ただ、今後も管理不全を起こしている土地が増加していくのを国としては放置するわけにいきません。管理不全を防止するとともに所有者不明土地の発生自体を抑制することが必要です。そのために、前述の法制審議会は一定の条件の下、新たに「土地所有権の放棄を可能とする制度」を創設する方向で検討しています。
例に挙げると、土地の権利帰属に争いがなく、境界が確定されていたり、第三者の使用収益権や担保権が設定されておらす、所有者以外に土地を占有する者がいなかったりする土地は、所有権放棄を認めようという形です。
さらに、建物や土地の管理を阻害する有体物が存在しない、崖地といった管理困難な土地ではないといった条件も必要でしょう。

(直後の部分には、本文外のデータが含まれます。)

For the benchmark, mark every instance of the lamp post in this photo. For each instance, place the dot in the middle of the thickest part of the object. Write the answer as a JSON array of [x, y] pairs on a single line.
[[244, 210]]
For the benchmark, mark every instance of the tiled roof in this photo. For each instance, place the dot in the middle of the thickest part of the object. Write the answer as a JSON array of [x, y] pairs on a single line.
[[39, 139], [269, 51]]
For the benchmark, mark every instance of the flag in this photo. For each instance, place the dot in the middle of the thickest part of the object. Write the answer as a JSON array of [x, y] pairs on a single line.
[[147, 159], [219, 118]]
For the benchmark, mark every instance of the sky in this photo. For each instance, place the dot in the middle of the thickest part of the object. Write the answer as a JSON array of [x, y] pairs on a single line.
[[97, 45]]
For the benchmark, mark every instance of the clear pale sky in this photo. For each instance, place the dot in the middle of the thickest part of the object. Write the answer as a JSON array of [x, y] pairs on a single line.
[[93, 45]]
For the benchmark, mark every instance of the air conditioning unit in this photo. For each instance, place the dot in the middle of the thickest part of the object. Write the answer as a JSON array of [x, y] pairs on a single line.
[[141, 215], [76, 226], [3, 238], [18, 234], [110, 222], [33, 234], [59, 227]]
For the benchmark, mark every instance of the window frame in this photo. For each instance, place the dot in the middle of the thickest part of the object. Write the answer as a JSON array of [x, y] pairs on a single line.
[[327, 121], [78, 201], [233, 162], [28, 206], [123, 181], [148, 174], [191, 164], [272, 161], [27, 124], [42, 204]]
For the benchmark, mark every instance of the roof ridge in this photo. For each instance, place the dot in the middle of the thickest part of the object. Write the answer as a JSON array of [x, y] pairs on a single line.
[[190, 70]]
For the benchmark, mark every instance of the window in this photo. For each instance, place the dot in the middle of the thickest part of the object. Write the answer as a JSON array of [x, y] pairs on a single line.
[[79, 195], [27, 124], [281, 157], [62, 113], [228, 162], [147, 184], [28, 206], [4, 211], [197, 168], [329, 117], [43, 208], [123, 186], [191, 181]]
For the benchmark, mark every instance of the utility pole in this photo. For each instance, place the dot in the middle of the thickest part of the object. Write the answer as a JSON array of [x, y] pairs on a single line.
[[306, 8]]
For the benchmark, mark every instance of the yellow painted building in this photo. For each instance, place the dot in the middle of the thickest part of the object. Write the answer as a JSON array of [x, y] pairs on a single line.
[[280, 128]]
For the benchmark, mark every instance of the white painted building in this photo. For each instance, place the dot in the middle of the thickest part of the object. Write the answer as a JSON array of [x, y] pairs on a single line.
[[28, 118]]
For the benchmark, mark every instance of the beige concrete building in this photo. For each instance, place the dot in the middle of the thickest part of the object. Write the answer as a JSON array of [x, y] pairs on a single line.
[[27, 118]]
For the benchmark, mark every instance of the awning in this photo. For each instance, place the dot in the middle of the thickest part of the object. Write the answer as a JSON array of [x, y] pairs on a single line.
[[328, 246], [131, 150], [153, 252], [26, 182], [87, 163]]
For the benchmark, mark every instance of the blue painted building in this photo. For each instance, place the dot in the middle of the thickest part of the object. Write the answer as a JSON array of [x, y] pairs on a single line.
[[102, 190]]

そして、公平性の観点から、放棄を希望する土地所有者が、経済的に一定程度を負担するほか、十分な対応をしたものの放棄せざるを得なかったと言えるだけの裏付けもポイントになると思います。
この方針で法改正が実現すると、全く新しい制度になります。法律的にも、民法(物権編・相続編)、不動産登記法、新規の行政法の創設など非常に大掛かりな改正になるので 、所有者不明土地の問題で悩んでいる方は、今後も情報収集に努めてください。